Because the crime happened in 1998, at a time when Illinois' truth-in-sentencing law was found to be unconstitutional, Picken will receive day-for-day good time and be out in about 14 years since he's been in custody 310 days.
It was the efforts of Illinois State Troopers Akil Smith and Greg Lindemulder that broke the case about a year ago.
Ziegler credited the investigators for continuing to chase after leads despite a lot of dead ends.
What eventually happened was that the troopers located witnesses who admitted that they had helped Picken clean and dispose of Mr. Haack's car. Those witnesses led them to Fowler, who laid out the case against Picken.
In return for her cooperation, Ziegler did not bring any charges against her. He added Friday that he did not think that Fowler had any intention of carjacking Mr. Haack but that it was Picken's idea and she was along for the ride.

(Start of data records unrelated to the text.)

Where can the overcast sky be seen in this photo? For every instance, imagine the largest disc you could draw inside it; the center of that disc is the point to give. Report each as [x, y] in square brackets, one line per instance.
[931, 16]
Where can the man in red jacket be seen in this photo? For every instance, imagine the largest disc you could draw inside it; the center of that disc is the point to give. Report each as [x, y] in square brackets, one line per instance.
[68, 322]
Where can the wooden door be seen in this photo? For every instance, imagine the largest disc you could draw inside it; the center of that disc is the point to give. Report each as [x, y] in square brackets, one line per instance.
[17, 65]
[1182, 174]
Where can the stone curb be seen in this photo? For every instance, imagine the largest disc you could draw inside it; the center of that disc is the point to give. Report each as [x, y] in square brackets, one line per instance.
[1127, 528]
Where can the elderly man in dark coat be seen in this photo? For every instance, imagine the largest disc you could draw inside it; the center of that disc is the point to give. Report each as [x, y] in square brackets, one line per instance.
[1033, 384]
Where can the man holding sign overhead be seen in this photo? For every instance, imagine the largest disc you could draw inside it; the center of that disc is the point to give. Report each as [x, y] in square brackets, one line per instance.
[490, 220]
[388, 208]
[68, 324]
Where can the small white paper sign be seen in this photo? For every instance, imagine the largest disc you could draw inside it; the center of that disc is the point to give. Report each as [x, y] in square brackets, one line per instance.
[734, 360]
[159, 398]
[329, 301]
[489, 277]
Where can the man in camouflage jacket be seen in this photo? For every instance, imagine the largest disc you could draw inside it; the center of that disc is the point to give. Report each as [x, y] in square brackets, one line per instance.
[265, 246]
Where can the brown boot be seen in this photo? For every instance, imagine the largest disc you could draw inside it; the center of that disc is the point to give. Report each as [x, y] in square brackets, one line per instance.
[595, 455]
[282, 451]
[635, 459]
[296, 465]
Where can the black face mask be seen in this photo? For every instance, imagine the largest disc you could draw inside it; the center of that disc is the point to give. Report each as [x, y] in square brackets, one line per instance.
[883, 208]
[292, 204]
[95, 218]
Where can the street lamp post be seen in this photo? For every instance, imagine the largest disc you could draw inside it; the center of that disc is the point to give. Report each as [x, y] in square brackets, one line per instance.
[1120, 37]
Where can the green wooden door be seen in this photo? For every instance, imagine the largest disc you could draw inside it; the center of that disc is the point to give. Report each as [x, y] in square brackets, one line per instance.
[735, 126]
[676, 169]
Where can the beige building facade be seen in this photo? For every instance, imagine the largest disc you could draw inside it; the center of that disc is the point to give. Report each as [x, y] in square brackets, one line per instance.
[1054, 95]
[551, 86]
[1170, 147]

Fowler told police that after she and Picken put Mr. Haack out of the car, they took his wallet and used his money to get a hotel room.
Picken was initially charged in Champaign County in March 2005 with concealment of a homicidal death and aggravated vehicular hijacking. The murder charge was added in late June 2005. Piatt County State's Attorney Leonard Rumery also charged Picken with concealment of a homicidal death as it was unclear which county had jurisdiction.
Picken's attorney, Mark Thompson of Bloomington, said he believes Mr. Haack probably died in his own car but Ziegler said there was no way to tell when he died. An autopsy could not even produce a cause of death.
Ziegler said the lack of a cause of death, exactly where he died, little physical evidence, questionable witnesses in Iowa, "some of whom have baggage in their past" and Picken's willingness to plead to the Class X carjacking charge all factored in to his decision to dismiss the murder and concealment of a homicidal death charges. Rumery said he also intends to dismiss his concealment of a homicidal death charge in Piatt County.
Regarding physical evidence, Ziegler said Picken and the witnesses did a pretty good job of cleaning Mr. Haack's car. However, a few red hairs matching Picken were found in Mr. Haack's wristwatch which he was wearing when found and in his car.
Although Ziegler said Fowler never mentioned a word about drugs, Thompson believes his client's actions in stealing the car and struggling with Mr. Haack were drug-induced.
Thompson said at the time of his arrest, Picken had been gainfully employed for several years as a machinist for a manufacturing company in the Ottumwa area.
Ziegler said the only prior convictions he was aware of for Picken were misdemeanor theft and driving under revocation.